Deux matchs et même maux
Pour son entrée en lice dans le tournoi continental face à la Sierra Leone, «El-Khadra» n’a pas pu trouver la faille et s’est contenté du match nul (0-0). Et pourtant, ce n’était pas faute d’occasions ou de situations exploitables. Au-delà de ses 8 tirs cadrés et pas le moindre qui a terminé au fond de la cage de l’excellent gardien Mohamed Kamara, il y a eu 10 corners qui n’ont malheureusement pas été utilisés de manière optimale.
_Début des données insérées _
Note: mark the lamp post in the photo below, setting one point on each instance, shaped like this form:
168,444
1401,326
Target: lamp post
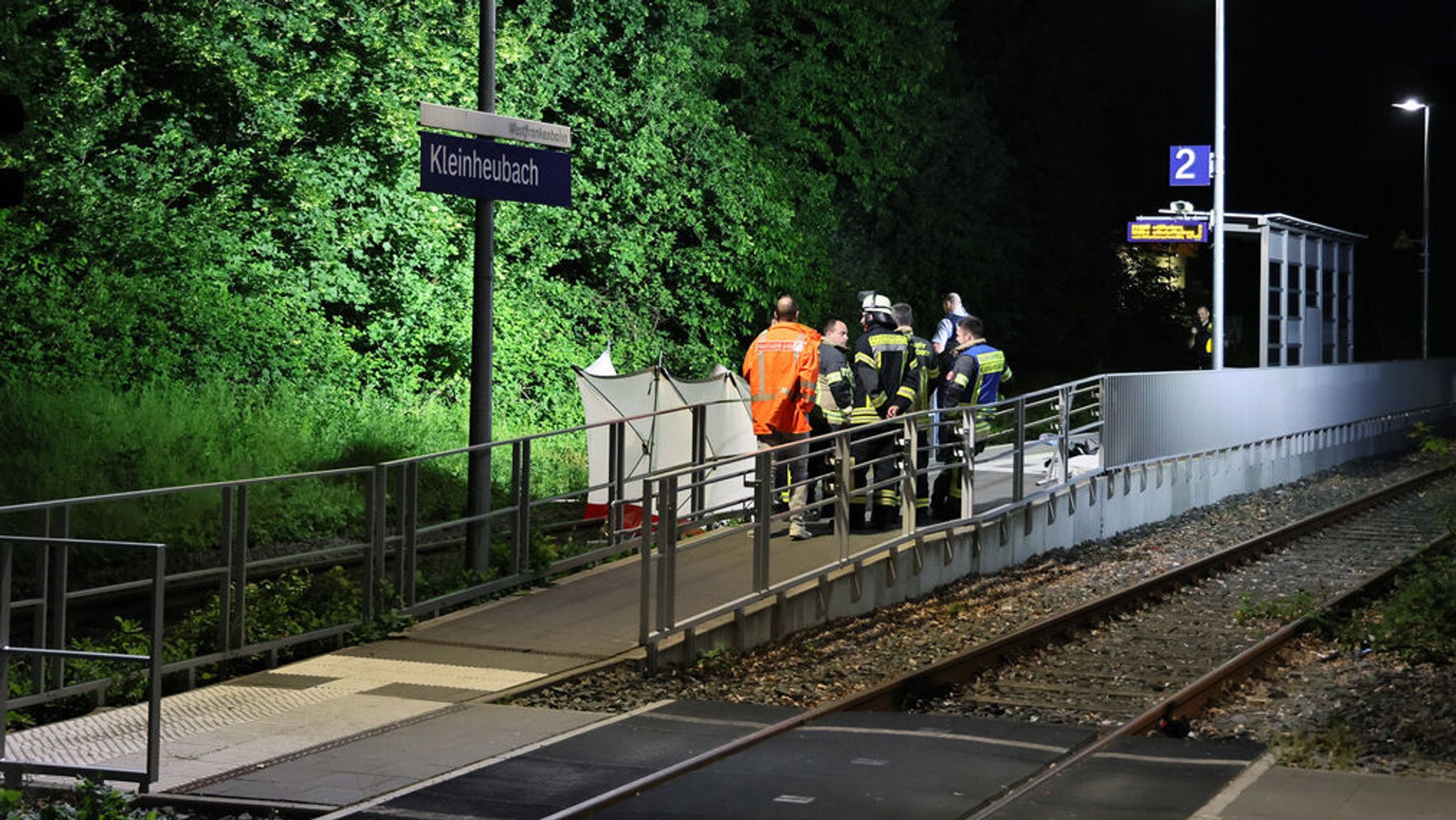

Dans une rencontre où les actions en mouvement n’ont pas mené à un but, les camarades de Riyad Mahrez, qui a pourtant un bon pied tout comme Youcef Belaïli pour déposer le ballon dans la bonne zone, auraient pu se remettre à un coup de pied de coin pour s’en sortir. Mais il n’en fut rien. Pour le match II contre la Guinée équatoriale, bis repetita. 11 coups de pied de coin et aucun de transformer en réalisation. Et ce, sans oublier les 3 coups francs aux abords de la surface dont un mal-tiré par Mahrez.

Ça aurait servi
Les buts sur les phases de jeu peuvent cacher cette imperfection. Mais quand on a du mal à trouver la solution et décanter la situation et qu’on obtient un paquet de corners desquels on ne tire pas profit, cela devient un problème. Et quand on se retrouve à jouer sur des terrains qui ne favorisent pas le jeu de construction et de transitions, ne pas pouvoir tirer profit de ce genre d’opportunités, qui restent une arme dans le foot moderne, cela équivaut à des cartouches gâchées. D’ailleurs, se produire sur la pelouse à la limite du praticable du stade de Japoma reste un handicap qui serait compensable avec une meilleure exploitation des corners et coups francs près de la surface. Le hic est que Belmadi ne semble pas avoir le temps de régler les paramètres. «Avant toute chose, on doit être plus chirurgical, plus tueur. Ce qui aurait été inquiétant, c’est de ne pas se créer des occasions. On n’a pas vraiment eu le temps de travailler de nouveaux trucs mais je leur ai surtout rappelé des points essentiels», a-t-il indiqué samedi dernier en conférence d’avant-match Algérie – Guinée équatoriale.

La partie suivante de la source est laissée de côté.